1

I have a table that stores numeric balances in different buckets (bucket 1, 2 and 3). When an amount is posted in the system, the amount must be allocated to the buckets. The transaction type determines how it affects the buckets. Type 1, 2 and 3 increase the respective bucket (no waterfall) while type 0 decreases the buckets using a waterfall. This means the type 0 amount first reduces bucket 1, then any leftover reduces bucket 2 and any leftover reduces bucket 3.

I currently apply the amounts with a cursor that loops through each amount posted.

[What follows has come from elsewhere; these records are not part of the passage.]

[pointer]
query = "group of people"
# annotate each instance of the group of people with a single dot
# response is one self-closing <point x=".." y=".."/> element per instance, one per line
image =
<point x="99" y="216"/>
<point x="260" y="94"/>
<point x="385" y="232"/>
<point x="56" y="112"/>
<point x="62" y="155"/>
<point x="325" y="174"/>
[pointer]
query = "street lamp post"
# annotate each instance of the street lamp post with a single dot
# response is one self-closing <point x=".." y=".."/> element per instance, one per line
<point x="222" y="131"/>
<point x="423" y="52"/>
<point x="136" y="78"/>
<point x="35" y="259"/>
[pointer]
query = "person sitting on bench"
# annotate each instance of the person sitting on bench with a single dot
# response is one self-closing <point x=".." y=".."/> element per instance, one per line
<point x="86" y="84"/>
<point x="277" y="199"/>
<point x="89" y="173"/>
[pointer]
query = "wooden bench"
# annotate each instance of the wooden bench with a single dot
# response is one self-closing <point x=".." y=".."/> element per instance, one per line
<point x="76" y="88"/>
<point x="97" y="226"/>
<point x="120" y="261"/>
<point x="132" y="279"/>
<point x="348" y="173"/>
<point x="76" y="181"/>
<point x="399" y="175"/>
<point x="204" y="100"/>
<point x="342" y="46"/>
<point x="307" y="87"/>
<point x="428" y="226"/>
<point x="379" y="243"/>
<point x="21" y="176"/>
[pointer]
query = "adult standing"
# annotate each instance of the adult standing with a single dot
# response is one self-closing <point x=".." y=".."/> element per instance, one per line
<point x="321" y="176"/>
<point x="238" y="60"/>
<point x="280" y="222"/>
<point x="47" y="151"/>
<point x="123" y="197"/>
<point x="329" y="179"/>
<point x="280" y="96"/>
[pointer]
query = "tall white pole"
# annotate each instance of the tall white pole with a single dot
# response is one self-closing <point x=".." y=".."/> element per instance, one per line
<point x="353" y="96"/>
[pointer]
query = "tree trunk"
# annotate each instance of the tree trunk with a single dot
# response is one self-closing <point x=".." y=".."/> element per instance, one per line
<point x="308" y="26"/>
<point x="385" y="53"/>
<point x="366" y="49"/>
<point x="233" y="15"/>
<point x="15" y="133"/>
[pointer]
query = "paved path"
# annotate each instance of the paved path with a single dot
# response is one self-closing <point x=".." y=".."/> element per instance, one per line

Because of the waterfall, the sequence of the amounts being applied is key. Obviously when processing hundreds of thousands of amounts, it's quite slow. I'm wondering if there's a set based way to do this?

Code to generate tables and records:

http://pastebin.com/XgKrKkbm

My cursor that allocates the amounts is as follows:

DECLARE @Instrument int,
        @Type int,
        @Amount numeric(19,2),
        @NewAmount numeric(19,2),
        @Seq int,
        @Bucket1 numeric(19,2),
        @Bucket2 numeric(19,2),
        @Bucket3 numeric(19,2)

DECLARE Waterfall CURSOR Fast_Forward FOR 
        SELECT InstrumentID, TypeID, Amount, Sequence
        FROM Amount
        WHERE EffectiveDate between '2015-06-20' and '2015-06-30'
        ORDER BY InstrumentID, Sequence

OPEN Waterfall;
FETCH NEXT from Waterfall into @Instrument, @Type, @Amount, @Seq

WHILE @@FETCH_STATUS = 0
    BEGIN

    SELECT @Bucket1 = Bucket1, @Bucket2 = Bucket2, @Bucket3 = Bucket3
    FROM Buckets WHERE InstrumentID = @Instrument

        IF @Type > 0 /*Increase Buckets, no waterfall*/
        BEGIN
            SET @Bucket1 = CASE WHEN @Type = 1 THEN @Bucket1 + @Amount ELSE @Bucket1 END
            SET @Bucket2 = CASE WHEN @Type = 2 THEN @Bucket2 + @Amount ELSE @Bucket2 END
            SET @Bucket3 = CASE WHEN @Type = 3 THEN @Bucket3 + @Amount ELSE @Bucket3 END
        END

        ELSE /*Decrease buckets with waterfall*/
        BEGIN

            SET @NewAmount  = CASE WHEN @Amount >= @Bucket1 THEN @Amount - @Bucket1 ELSE 0 END
            SET @Bucket1    = CASE WHEN @Amount >= @Bucket1 THEN 0 ELSE @Bucket1 - @Amount END
            SET @Amount     = @NewAmount
            SET @NewAmount  = CASE WHEN @Amount >= @Bucket2 THEN @Amount - @Bucket2 ELSE 0 END
            SET @Bucket2    = CASE WHEN @Amount >= @Bucket2 THEN 0 ELSE @Bucket2 - @Amount END
            SET @Amount     = @NewAmount
            SET @Bucket3    = CASE WHEN @Amount >= @Bucket3 THEN 0 ELSE @Bucket3 - @Amount END
        END

/*Record effect of each amount on the balances for audit/undo*/
    UPDATE  Amount
    SET     Bucket1 = @Bucket1 - Buckets.Bucket1, 
            Bucket2 = @Bucket2 - Buckets.Bucket2, 
            Bucket3 = @Bucket3 - Buckets.Bucket3
    FROM    Buckets 
        inner join Amount 
            on Amount.InstrumentID = Buckets.InstrumentID
    where Sequence = @Seq

/*update bucket values in table*/    
    UPDATE Buckets
        SET Bucket1 = @Bucket1,
            Bucket2 = @Bucket2,
            Bucket3 = @Bucket3
    WHERE InstrumentID = @Instrument

FETCH NEXT from Waterfall INTO @Instrument, @Type, @Amount, @Seq
END

CLOSE Waterfall
DEALLOCATE Waterfall

Create and Insert scripts are at PasteBin as SO wouldn't let me post the question when they were included (text length?).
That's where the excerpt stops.